È un successo in rimonta preziosissimo quello del Modena, che ribalta fattore campo ed iniziale svantaggio al Centro Sportivo Paolo Rossi. Il Perugia, forte del secondo posto nel Girone B, poteva contare sulla possibilità di giocare la gara tra le mura amiche, ma i 90’ hanno premiato con merito i canarini.
Non era iniziata nel verso giusto la gara per la formazione di Paolo Mandelli: i padroni di casa, dopo appena 18’ avevano trovato il gol del vantaggio con Ciani. Il Modena ha tuttavia reagito segnando con Diarra il punto del pareggio prima dell’intervallo con un gol che ha cambiato il volto, l’inerzia ed il tema tattico della partita. Terminare il primo tempo sotto di un gol, avrebbe infatti obbligato il Modena a prendere l’iniziativa, ma in questo modo la ripresa ha regalato spettacolo. Con entrambe le squadre, visto il risultato di parità, alla ricerca del gol qualificazione, le occasioni non sono mancate da una parte e dall’altra.
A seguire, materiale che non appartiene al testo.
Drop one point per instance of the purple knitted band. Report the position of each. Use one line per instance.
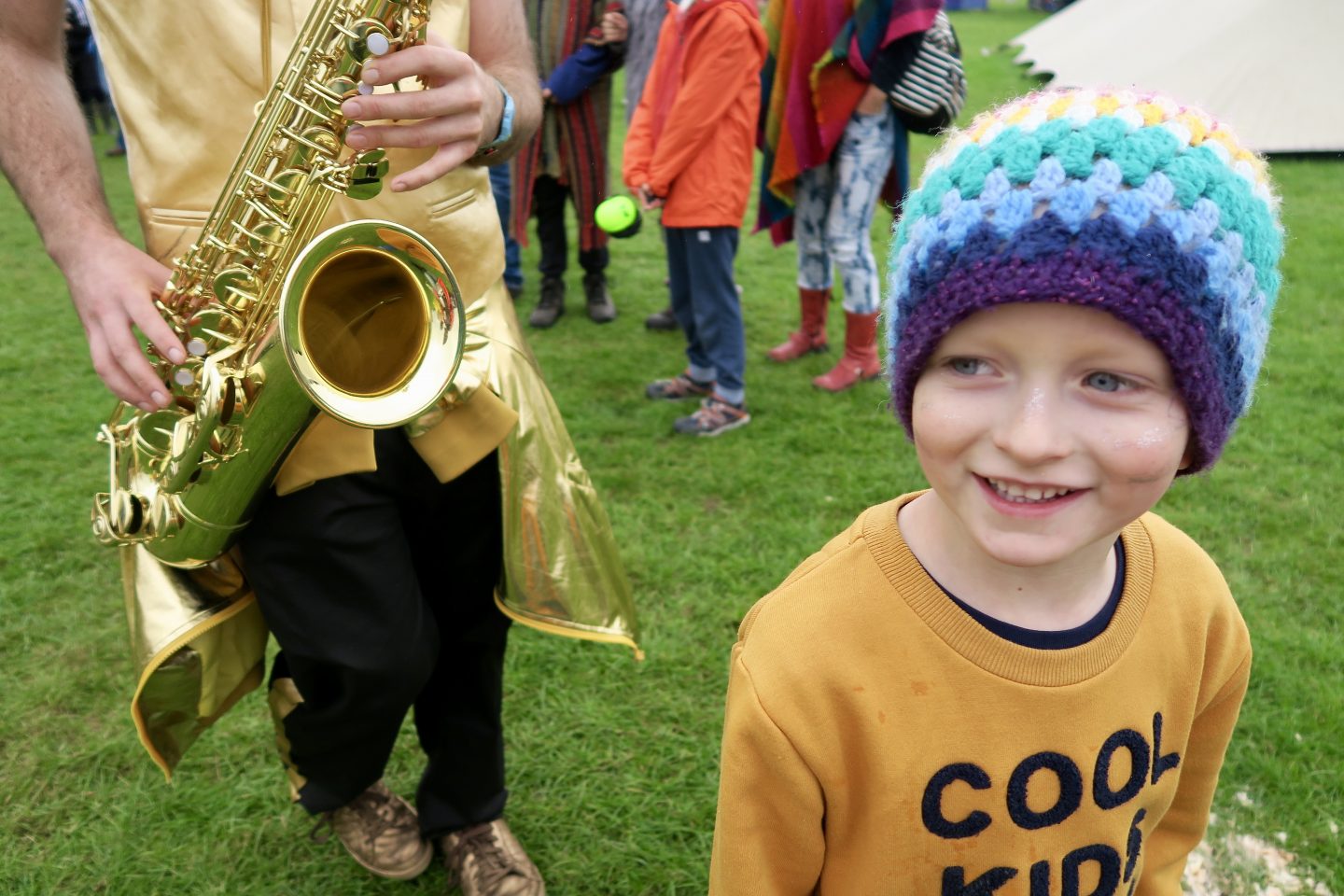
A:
(1085, 278)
Alle prodezze di Maran, abile in un paio di circostanze a negare il nuovo vantaggio al Perugia, ha dato valore la rete del definitivo 1-2 siglata da Lo Conte, che ha finalizzato un contropiede rifinito da Carreri. Con i padroni di casa proiettati completamente in avanti per cercare di forzare i supplementari il Modena ha anche avuto le ripartenze per chiudere definitivamente i giochi, senza però affondare il colpo. La semifinale si è così risolta in favore dei canarini che hanno coronato un percorso notevole sia sul piano dei risultati che su quello della valorizzazione dei loro giovani. L’ultimo ostacolo per una promozione in Primavera 1 che vedrebbe un doppio salto di categoria nel giro di appena tre campionati si chiama Albinoleffe, un confronto inedito in questa stagione che vedrà il Modena giocarsi la finalissima tra le mura amiche.